The existing legal order and statutory labor law provisions explicitly prohibit waivers of statutory minimum holiday through general clauses in judicial settlements. These rules exist to protect employees and are binding on all labor courts.
The Federal Labor Court (BAG) further clarified that neither the statutory entitlement to paid vacation nor a future entitlement to compensation for the statutory minimum vacation arising upon termination of the employment relationship can be excluded or restricted in advance – not even by a court settlement. This applies even if it is already certain at the time of concluding the court settlement that the employee can no longer take their statutory minimum vacation due to illness.
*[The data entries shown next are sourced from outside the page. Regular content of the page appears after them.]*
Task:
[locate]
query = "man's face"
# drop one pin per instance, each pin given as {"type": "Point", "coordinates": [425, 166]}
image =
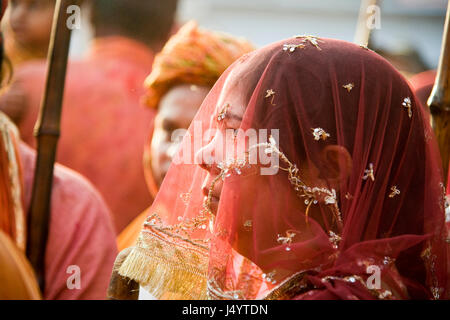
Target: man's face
{"type": "Point", "coordinates": [176, 111]}
{"type": "Point", "coordinates": [31, 22]}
According to Article 7(2) of Directive 2003/88/EC of the European Parliament and of the Council of 4 November 2003 concerning certain aspects of the organization of working time, paid minimum leave may not be replaced by a financial compensation, except in the case of termination of the employment relationship. In an existing employment relationship, the employee may not waive their paid leave, even against payment of financial compensation, according to the BAG.
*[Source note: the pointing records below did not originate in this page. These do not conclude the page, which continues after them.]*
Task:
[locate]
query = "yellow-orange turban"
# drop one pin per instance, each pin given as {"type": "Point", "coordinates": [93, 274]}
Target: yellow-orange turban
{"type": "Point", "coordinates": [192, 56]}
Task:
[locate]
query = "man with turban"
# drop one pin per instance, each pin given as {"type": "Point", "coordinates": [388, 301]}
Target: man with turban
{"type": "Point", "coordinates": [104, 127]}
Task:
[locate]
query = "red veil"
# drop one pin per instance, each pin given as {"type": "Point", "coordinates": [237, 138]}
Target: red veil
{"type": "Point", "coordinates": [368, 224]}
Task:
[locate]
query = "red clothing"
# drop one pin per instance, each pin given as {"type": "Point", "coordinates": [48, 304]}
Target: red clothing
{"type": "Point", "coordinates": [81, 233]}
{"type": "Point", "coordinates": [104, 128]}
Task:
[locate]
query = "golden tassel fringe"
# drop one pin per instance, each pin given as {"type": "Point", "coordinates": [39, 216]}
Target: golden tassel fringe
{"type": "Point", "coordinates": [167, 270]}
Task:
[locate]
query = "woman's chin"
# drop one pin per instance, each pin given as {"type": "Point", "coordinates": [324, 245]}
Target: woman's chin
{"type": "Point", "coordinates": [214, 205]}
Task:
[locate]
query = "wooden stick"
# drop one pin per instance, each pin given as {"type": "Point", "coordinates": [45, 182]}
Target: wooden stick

Obviously unlawful regulation
The court also stated that the employee does not act against the principles of good faith if they rely on the invalidity of the provision agreed upon in the court settlement. The employer must not rely on the existence of an obviously unlawful provision.
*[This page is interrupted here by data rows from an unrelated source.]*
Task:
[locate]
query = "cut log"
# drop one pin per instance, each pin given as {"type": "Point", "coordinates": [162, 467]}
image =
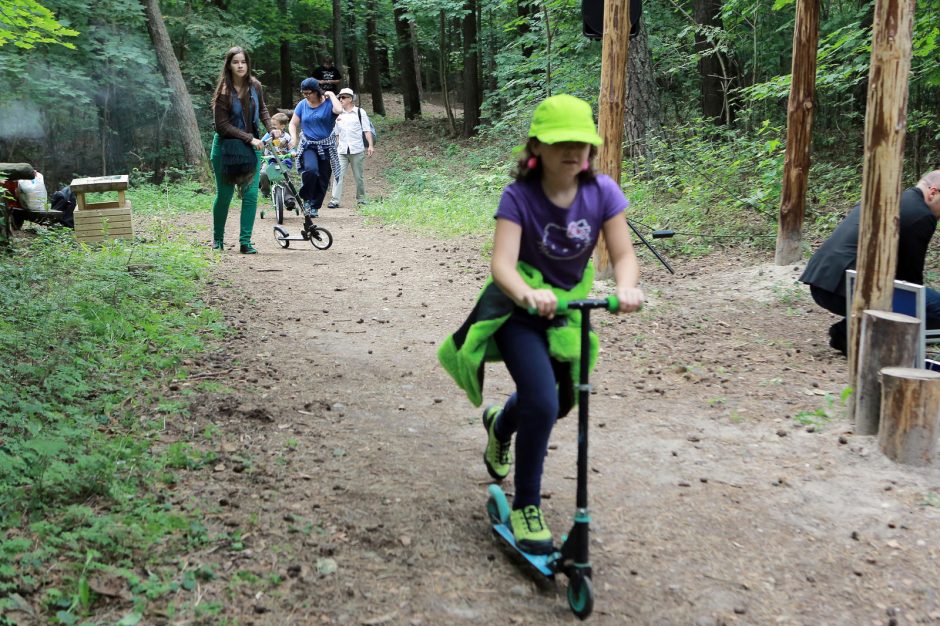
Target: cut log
{"type": "Point", "coordinates": [17, 171]}
{"type": "Point", "coordinates": [887, 340]}
{"type": "Point", "coordinates": [910, 414]}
The ruling clarifies that the statutory minimum vacation is an indispensable protective norm. It must not be restricted, disposed of, or “compensated” to the detriment of the employee by contractual provisions – neither by settlement agreements, termination agreements, nor other arrangements – as long as the employment relationship still exists. General release clauses such as “vacation claims are granted in kind” or “all claims are settled” are ineffective if they also cover the statutory minimum vacation. Employers must therefore use clear and differentiated wording in termination settlements and termination agreements, as unclear regulations can lead to uncertainties regarding the entitlement to vacation compensation.
Vacation payment
Vacation payment is generally only permitted under German labor law in exceptional cases. According to the Federal Vacation Act (BUrlG), vacation must be granted in kind, that is, by actual release from work. A payment in lieu of vacation entitlement is only permissible if the employment relationship ends and the employee can no longer take their vacation. In such a case, a claim to vacation compensation arises, based on the average earnings of the last 13 weeks before termination of the employment relationship. The Federal Labor Court (BAG) has made clear in numerous decisions that payment during an ongoing employment relationship is not possible. Employers and employees should therefore clarify early on how to handle outstanding vacation claims to avoid later disputes. The BAG’s jurisprudence ensures that legal requirements for vacation compensation are consistently observed and employee protection is maintained.
No protection by court settlement
Every agreement should clearly state that the minimum vacation has either already been granted or will be properly compensated after termination, as these risks especially exist upon termination of employment relationships. Otherwise, there is a risk that employees will later successfully sue for vacation compensation, and employers will have to bear compensation, interest, and legal costs. Even a court settlement does not provide protection, as the BAG ruling demonstrates.